Imagine looking fifty years ahead. You see a nuclear Holocaust, mankind's planet has been reduced to an irradiated wasteland. Every living thing is dead. What would we do?
We could try and avoid the problem, dismantle all of our nuclear stockpiles and play safe. It'd seem logical. After all, if the weapons do not exist, how could the future predict a nuclear Holocaust. Quite simply. In mankind's desperate rush to destroy his weapons of mass destruction, he's screw-up, create an accident, and the resulting accident would lead to his demise. It's preordained.

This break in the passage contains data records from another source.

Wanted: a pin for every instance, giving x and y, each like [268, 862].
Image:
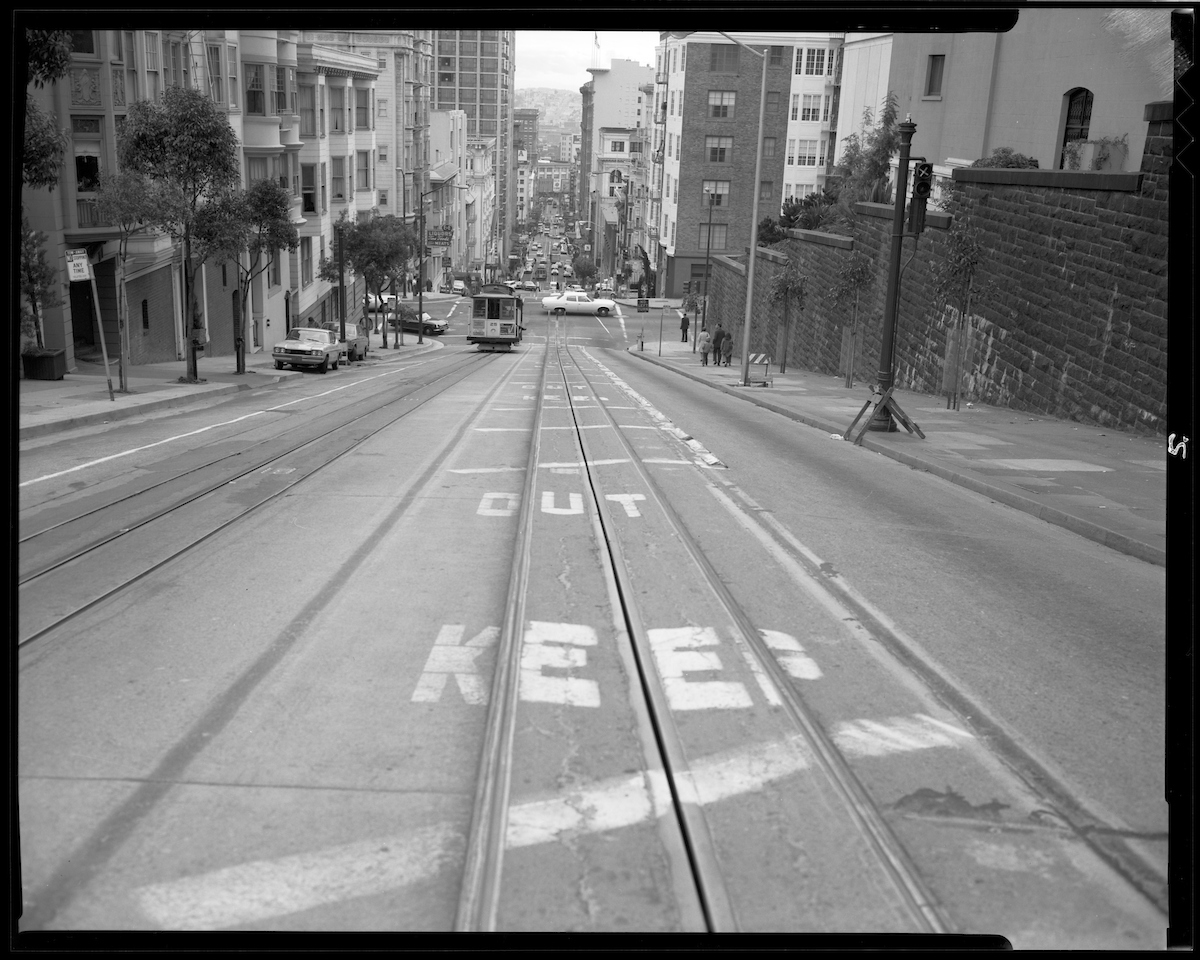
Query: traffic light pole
[881, 420]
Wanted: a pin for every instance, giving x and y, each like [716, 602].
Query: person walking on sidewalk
[718, 336]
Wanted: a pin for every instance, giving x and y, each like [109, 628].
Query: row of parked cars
[323, 348]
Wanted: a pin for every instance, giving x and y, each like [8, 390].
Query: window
[934, 76]
[720, 102]
[309, 187]
[131, 69]
[306, 261]
[723, 58]
[719, 149]
[256, 93]
[718, 233]
[83, 41]
[216, 76]
[280, 105]
[233, 77]
[307, 111]
[361, 108]
[154, 88]
[719, 190]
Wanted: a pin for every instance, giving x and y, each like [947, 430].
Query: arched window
[1079, 119]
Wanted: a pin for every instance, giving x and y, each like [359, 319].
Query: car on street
[357, 342]
[309, 347]
[576, 301]
[427, 324]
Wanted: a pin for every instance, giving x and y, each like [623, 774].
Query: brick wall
[155, 345]
[1075, 327]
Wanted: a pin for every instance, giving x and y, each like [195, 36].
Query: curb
[1085, 528]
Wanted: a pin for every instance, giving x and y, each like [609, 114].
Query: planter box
[52, 366]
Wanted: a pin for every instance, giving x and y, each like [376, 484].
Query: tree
[39, 279]
[376, 250]
[787, 287]
[185, 147]
[850, 280]
[48, 54]
[253, 222]
[126, 201]
[867, 156]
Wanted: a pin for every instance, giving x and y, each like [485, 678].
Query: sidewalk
[1099, 483]
[82, 399]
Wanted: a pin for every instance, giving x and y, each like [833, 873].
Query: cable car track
[480, 901]
[34, 577]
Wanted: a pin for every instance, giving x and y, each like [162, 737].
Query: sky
[559, 59]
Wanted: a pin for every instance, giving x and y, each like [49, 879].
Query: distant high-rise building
[474, 72]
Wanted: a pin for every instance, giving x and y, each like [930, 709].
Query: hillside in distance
[553, 106]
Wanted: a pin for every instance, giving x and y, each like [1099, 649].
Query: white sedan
[576, 301]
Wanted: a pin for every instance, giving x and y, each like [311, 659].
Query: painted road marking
[676, 654]
[1050, 466]
[448, 659]
[627, 501]
[575, 502]
[543, 648]
[487, 510]
[261, 891]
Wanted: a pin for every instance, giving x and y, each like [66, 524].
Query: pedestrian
[718, 336]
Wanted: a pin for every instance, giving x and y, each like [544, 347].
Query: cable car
[496, 318]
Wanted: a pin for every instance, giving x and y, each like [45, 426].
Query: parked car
[427, 324]
[309, 347]
[357, 342]
[576, 301]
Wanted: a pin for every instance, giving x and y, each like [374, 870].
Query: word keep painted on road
[552, 655]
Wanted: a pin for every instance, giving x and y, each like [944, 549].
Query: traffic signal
[922, 186]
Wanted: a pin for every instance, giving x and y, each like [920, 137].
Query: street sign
[77, 265]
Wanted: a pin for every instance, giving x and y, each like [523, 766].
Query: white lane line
[264, 889]
[202, 430]
[138, 449]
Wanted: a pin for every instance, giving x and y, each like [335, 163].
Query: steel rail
[125, 585]
[892, 856]
[714, 897]
[480, 892]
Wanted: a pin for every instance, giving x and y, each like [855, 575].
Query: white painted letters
[543, 648]
[673, 659]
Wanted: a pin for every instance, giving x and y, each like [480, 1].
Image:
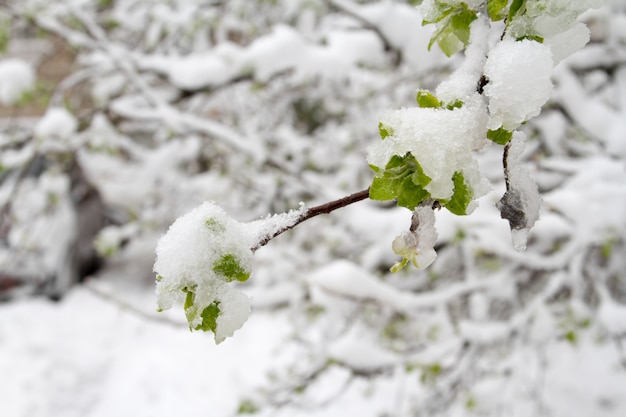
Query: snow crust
[186, 259]
[16, 78]
[519, 82]
[57, 123]
[201, 253]
[521, 203]
[442, 140]
[418, 245]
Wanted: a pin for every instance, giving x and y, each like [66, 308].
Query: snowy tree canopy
[489, 123]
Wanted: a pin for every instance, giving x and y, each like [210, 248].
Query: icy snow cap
[201, 252]
[519, 82]
[442, 141]
[521, 203]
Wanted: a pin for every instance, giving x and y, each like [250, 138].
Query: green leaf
[188, 299]
[500, 136]
[535, 38]
[495, 7]
[516, 7]
[403, 178]
[461, 196]
[461, 20]
[384, 130]
[457, 104]
[214, 225]
[228, 266]
[209, 317]
[453, 29]
[418, 177]
[383, 189]
[426, 99]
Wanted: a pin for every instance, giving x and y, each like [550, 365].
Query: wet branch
[325, 208]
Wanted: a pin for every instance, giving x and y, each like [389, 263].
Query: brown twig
[325, 208]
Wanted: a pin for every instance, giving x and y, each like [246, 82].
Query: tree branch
[325, 208]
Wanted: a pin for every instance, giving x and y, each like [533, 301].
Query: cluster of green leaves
[403, 177]
[452, 26]
[453, 20]
[209, 314]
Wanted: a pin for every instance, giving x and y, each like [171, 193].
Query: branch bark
[325, 208]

What will be, will be. I'm afraid, if this postulation is accurate, we have a system of What You See Is What You Get. We wouldn't be allowed to tamper with humanity's destiny. And so my advice is this: if mankind, science, or some nutcase finally manages to build a machine that can look equally forwards as it can backwards, take a very big hammer and go and trash it otherwise human kind will drowned in their own fear. Failing this, take a big pen and write on the name plate: "Pandora." Because never would there be a more apt name for the prospect of your own demise.